Наверное, не должно быть так приятно от удавшейся попытки взять на слабо этого непрошибаемого, закостенелого придурка, но Какаши даже не потрудился скрыть веселье и удовольствие лицезреть его кислое выражение лица и бледно-розовые мочки ушей. Что-то всё же остаётся неизменным, и нежелание Обито уступать хоть в чём-то другу, даже в безобидных намёках и поддразниваниях уровня двенадцатилетки, относится к этой категории вечного и нерушимого.
— Пошёл ты.
Какаши не понял, когда успел распластаться на траве. Обито спихнул его с себя и с крайне пресным выражением лица метнул ему в голову короткую, остро обломанную на конце жердь. Она рассекла воздух возле уха, содрав, кажется, несколько волосинок, и, огладив ледяным боком влажный висок, крепко вонзилась в сухую, сыпучую землю. Вибрация ещё сотрясала деревянный ствол, едва не треснувший от силы броска, когда Обито уже стоял на ногах и нависал над ним, рассматривая так, будто решал, с какой силой пнуть его белобрысую, всклокоченную голову. Он многое хотел Какаши высказать и в первую очередь вдолбить, что за ещё один скользкий намёк ему придётся выблёвывать зубы. Что-либо доказывать, отнекиваться, обсуждать с ним подобные глупости — выше его породистого достоинства Учих. А потом Обито вспоминает, что это самое достоинство где-то отсиживалось и не мешало ему кончать в кулак после яростной, унизительной дрочки.
От его проницательного взгляда у Обито что-то внутри всколыхнулось и едва ли ощутимо заныло. Почему Какаши не понимает? Почему не хочет оставить его в покое? Отчего он бередит и перетряхивает его глухую пустоту в стремлении найти того, кто умер давно, кого он, Обито, сам же и убил? И почему всякий раз, когда бессмысленные попытки остаются безрезультатными, Хатаке смотрит так, будто всё же нашёл то, что искал?

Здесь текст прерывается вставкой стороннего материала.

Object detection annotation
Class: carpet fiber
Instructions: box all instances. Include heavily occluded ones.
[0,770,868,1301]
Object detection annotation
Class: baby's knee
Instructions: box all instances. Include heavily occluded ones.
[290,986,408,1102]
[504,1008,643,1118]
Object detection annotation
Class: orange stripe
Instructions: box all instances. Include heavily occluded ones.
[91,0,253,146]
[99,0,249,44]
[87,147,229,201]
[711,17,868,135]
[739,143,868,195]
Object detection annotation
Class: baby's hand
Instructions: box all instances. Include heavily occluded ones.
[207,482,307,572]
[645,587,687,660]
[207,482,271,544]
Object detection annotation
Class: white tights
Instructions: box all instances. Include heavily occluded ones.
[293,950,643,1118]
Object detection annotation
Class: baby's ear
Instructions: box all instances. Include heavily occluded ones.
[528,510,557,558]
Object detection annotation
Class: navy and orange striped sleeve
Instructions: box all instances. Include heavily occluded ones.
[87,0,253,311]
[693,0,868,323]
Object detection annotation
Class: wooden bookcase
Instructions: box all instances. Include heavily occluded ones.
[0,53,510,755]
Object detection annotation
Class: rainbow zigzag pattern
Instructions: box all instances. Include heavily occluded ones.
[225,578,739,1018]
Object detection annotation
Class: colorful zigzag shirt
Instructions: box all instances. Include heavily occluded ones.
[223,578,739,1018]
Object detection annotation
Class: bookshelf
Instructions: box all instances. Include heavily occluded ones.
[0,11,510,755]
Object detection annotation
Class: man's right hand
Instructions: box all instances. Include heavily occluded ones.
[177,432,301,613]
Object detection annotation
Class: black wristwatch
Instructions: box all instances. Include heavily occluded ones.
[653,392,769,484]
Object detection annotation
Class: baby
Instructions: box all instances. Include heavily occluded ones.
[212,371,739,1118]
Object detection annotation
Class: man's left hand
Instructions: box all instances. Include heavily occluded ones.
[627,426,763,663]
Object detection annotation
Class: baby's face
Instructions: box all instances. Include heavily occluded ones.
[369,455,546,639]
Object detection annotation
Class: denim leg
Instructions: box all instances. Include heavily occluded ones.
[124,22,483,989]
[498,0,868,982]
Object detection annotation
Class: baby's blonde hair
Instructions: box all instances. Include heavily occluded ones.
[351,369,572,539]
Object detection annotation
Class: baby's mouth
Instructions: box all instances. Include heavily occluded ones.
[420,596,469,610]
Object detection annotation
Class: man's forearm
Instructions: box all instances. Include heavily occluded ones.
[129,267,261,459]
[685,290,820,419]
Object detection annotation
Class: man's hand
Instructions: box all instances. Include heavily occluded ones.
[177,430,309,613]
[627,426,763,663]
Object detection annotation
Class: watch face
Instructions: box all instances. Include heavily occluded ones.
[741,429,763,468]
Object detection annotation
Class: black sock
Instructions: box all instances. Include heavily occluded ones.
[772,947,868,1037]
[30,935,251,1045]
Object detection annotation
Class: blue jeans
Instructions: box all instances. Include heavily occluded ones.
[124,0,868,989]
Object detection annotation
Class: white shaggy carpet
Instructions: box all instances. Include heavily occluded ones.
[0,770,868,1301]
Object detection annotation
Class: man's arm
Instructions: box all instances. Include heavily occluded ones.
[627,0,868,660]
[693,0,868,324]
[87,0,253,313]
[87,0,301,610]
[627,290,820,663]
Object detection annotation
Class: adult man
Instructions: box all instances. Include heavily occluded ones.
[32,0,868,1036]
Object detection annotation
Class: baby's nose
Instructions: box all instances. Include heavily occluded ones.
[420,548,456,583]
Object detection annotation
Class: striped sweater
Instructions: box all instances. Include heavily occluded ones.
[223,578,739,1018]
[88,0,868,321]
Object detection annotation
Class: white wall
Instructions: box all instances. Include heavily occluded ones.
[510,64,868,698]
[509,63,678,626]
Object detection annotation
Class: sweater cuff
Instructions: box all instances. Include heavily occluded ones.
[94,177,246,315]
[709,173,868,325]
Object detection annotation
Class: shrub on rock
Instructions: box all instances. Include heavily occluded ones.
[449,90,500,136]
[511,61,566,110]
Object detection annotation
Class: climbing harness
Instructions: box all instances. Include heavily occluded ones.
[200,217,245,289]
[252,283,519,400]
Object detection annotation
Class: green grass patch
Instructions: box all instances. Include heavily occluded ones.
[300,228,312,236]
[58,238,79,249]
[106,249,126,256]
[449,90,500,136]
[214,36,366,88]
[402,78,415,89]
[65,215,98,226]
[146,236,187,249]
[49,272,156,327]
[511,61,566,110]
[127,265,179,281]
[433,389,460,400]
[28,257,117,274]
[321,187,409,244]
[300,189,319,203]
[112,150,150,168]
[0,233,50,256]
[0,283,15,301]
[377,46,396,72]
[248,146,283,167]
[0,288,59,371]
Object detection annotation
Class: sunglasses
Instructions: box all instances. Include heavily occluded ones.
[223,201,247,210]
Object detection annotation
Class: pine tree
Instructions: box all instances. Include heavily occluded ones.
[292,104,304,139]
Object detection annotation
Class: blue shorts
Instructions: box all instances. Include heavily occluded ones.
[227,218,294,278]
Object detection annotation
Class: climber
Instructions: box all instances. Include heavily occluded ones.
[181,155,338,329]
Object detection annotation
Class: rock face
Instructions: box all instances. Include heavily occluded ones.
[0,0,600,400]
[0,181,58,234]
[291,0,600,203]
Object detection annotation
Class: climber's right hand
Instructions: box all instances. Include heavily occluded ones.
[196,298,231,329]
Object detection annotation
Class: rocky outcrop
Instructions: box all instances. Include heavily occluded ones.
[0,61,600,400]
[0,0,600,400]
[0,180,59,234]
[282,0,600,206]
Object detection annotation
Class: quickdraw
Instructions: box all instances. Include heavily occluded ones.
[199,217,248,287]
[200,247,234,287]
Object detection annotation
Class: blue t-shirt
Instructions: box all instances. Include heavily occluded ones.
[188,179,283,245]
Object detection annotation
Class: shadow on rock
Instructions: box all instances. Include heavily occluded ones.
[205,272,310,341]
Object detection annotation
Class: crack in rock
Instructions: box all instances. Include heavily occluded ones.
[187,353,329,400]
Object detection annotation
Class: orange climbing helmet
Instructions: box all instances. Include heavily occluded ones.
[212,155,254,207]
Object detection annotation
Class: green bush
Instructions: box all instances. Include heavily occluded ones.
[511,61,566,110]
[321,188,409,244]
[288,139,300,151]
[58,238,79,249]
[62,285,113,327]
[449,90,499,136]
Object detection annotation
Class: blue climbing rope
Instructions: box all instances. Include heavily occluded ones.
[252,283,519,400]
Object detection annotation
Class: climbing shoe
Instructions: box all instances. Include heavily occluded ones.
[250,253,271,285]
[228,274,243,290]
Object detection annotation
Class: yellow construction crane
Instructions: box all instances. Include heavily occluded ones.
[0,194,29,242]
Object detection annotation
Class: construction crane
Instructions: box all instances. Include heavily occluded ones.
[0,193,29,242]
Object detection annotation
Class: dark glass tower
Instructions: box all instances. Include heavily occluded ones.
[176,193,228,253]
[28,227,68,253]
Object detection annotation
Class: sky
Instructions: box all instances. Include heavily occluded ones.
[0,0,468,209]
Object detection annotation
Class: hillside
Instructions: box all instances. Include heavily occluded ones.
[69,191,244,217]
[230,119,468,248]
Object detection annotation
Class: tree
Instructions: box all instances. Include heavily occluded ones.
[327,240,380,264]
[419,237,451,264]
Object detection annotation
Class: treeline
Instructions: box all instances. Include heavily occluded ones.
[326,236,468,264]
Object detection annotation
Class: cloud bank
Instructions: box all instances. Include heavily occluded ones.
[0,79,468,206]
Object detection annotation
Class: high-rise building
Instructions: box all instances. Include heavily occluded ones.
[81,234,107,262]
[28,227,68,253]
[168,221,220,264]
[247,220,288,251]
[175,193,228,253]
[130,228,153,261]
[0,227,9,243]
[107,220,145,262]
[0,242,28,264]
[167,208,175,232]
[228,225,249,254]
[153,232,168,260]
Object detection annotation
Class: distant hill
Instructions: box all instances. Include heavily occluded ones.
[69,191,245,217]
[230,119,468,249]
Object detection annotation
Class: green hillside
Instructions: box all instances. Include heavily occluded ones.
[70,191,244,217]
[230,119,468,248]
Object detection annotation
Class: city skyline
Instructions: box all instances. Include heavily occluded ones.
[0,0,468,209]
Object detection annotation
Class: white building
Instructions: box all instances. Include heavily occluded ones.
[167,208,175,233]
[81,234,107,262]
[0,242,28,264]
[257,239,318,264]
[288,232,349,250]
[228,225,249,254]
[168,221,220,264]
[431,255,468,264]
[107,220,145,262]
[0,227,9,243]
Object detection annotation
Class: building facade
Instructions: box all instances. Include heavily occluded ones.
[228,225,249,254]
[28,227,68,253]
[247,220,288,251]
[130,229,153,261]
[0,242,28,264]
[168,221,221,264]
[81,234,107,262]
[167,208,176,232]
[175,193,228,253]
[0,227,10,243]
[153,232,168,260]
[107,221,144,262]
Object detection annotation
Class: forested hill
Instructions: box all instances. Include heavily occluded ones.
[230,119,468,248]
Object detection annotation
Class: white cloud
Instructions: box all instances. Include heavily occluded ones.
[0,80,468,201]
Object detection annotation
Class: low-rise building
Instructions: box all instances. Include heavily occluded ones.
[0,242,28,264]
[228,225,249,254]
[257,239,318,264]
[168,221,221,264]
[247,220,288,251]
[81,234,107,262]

Обито разворачивается и уходит молча. Какаши вслед не бросает ни слова. Чаще всего так они и прощаются: обрывочно, с недосказанностью и то ли в ссоре, то ли в мире, чтобы на время разлуки была хотя бы одна причина непременно вернуться и сказать то, что не успел. Их дружба странная, больная, ненавистная и необходимая одновременно. Они на мир смотрят одними глазами и видят одно и то же дерьмо — это для них крепче любых уз.
При всей своей гениальности Какаши глупый и наивный, раз цепляется за нечто такое эфемерное и зыбкое, как надежда, и родным глазом, совершенно обычным, не обременённым могущественным додзюцу, видит больше, чем все три чудных ока Кроличьей богини. И Обито под страхом смерти даже себе не признается, что старая, выжженная метка начала больно и обильно кровить.